As I have already written about, winning an Oscar in Hollywood can mean everything. It’s not just the recognition of being the best — it’s the key to an elite circle that can negotiate higher salaries, better projects, and, of course, become even more famous. Not every winner is remembered or becomes legendary, but some legends and icons carved far more painful, slow paths to the podium — including, of course, Tom Cruise.
For anyone who followed his career, it’s impossible to forget the years when he was personally mentored by Paul Newman, both on and off screen. And this is where Oscar history bites back. Newman, one of the greatest actors of the 20th century, amassed no fewer than seven frustrating nominations before finally winning — and his first win was an Honorary Oscar in 1985, at a time when he already seemed condemned to the group of eternal snubs. The following year, as if fate had finally given in, he received the competitive Oscar for The Color of Money, directed by Scorsese.
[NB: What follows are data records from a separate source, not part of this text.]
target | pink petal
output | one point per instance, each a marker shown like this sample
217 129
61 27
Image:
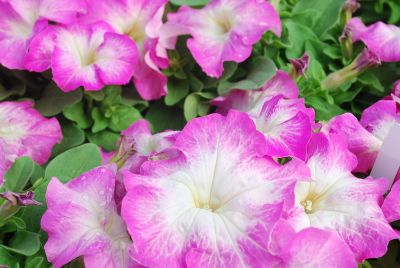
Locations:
360 142
115 59
216 202
391 205
38 58
26 132
81 220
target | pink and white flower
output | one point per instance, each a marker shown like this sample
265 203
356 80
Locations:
92 56
215 205
25 132
141 20
311 247
252 101
336 200
21 21
391 204
224 30
365 138
139 145
82 220
380 38
287 125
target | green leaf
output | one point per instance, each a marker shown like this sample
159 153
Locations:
24 243
18 88
260 70
74 162
177 90
19 174
163 117
189 2
77 114
298 35
190 106
323 14
105 139
123 117
323 110
100 122
53 100
72 136
35 262
6 258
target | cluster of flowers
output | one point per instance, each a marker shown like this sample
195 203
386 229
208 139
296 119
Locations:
93 43
214 194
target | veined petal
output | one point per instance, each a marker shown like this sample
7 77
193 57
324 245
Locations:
383 39
26 132
252 101
380 117
391 204
38 58
360 142
286 126
115 59
336 200
81 220
224 30
215 204
314 247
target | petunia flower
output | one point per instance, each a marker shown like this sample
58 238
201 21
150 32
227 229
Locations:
82 220
21 21
141 20
396 94
391 204
311 247
252 101
214 206
380 38
336 200
138 145
287 125
224 30
25 132
92 56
A late, nearly restorative recognition that echoed decades of dedication and quiet resentment.

If you believe in destiny, it’s hard not to see a near-literary coincidence in Tom Cruise repeating — literally — the steps of his mentor exactly 40 years later: first the honorary award, then the expectation of a competitive one, in an arc that feels scripted with the emotional precision of a Hollywood melodrama.
But even more than echoing Newman’s path, it is Cary Grant who comes to mind. Grant, still a universal symbol of elegance, charm, and generosity, is perhaps the clearest example of how the Academy can fail its own myths. Nominated only a few times and overlooked many more, he received recognition only in 1970 — already retired — with an Honorary Oscar. A tardy solution for a career that helped shape the very language of popular cinema. People used to say that working with Grant elevated any actor to their best — almost everyone who stood beside him won an Oscar, except him.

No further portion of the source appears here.